Minor Illusion and Major Image have the following paragraph (slight differences in the last sentence, to include the additional features of Major Image.
Physical interaction with the image reveals it to be an illusion, because things can pass through it. A creature that uses its action to examine the image can determine that it is an illusion with a successful Intelligence (Investigation) check against your spell save DC. If a creature discerns the illusion for what it is, the illusion becomes faint to the creature.
So, there are two ways to look through an illusion:
- If anything physically interacts with the image, it is revealed as an Illusion (automatically)
- If a creature uses its action and succeeds on a Intelligence (Investigation) check
What are fair ways for the GM to interact with those Illusions?
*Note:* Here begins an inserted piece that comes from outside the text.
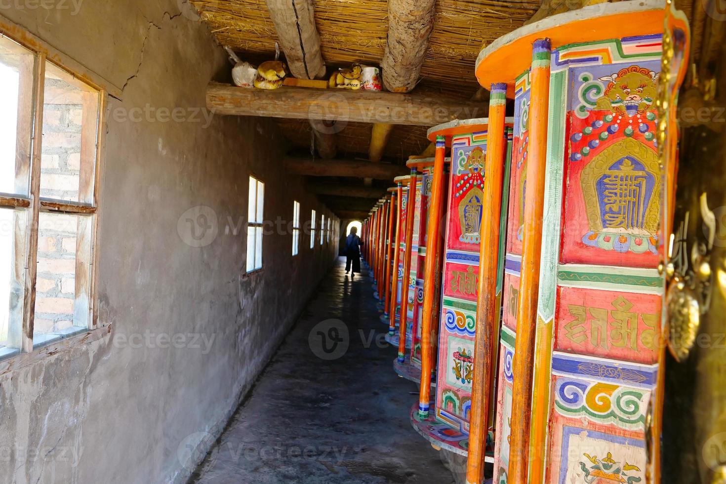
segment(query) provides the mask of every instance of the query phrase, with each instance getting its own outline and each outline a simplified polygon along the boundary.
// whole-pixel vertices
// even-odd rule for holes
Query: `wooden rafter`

The core should be, that the GM does not use his meta knowledge.
That means if those illusions are cast out of the enemies sight the enemies would interact with it as if the illusion is real.
You could use an illusory wall as full cover and peek around to attack your enemies, but as soon as you attack through the wall, the enemies will know that something is up. (physical interaction)
An exceptional case would be "what happens if you have three-quarters cover behind an illusion?" the core principle would be, that the enemy would try to avoid your cover and thus you could benefit from the cover bonus, but what happens if he misses? Does he hit your cover and reveal it as an illusion? That is up to your DM to decide.
(I personally would say, if the attack would hit if there were no cover bonus, the target hits the illusion and reveals it as such, but one can argue that the attack should have hit you then, too.)
If you happen to cast the spell while your enemies can see it there should be a few differentiations:
- an enemy who is stupid (beasts, low-int creatures)
- an enemy who is intelligent, but has little to no experience with magic (maybe bandits, barbarian tribes, more intelligent beasts)
- enemies who are intelligent and are either able to cast those spells themselves or at least know they exist
The first group should interact with an illusion as if it is true and avoid it.
The second group may use their action to determine if it is an illusion and tell their comrades of their results and then react accordingly.
The third group would know that this is probably an illusion and ignore it. Attack your spot based on position or just by listening (attack unseen target). The only reason for them to look closer to the illusion would be if they need to see their target for their spells. And as soon as the first enemy shoots through the illusion it would reveal itself.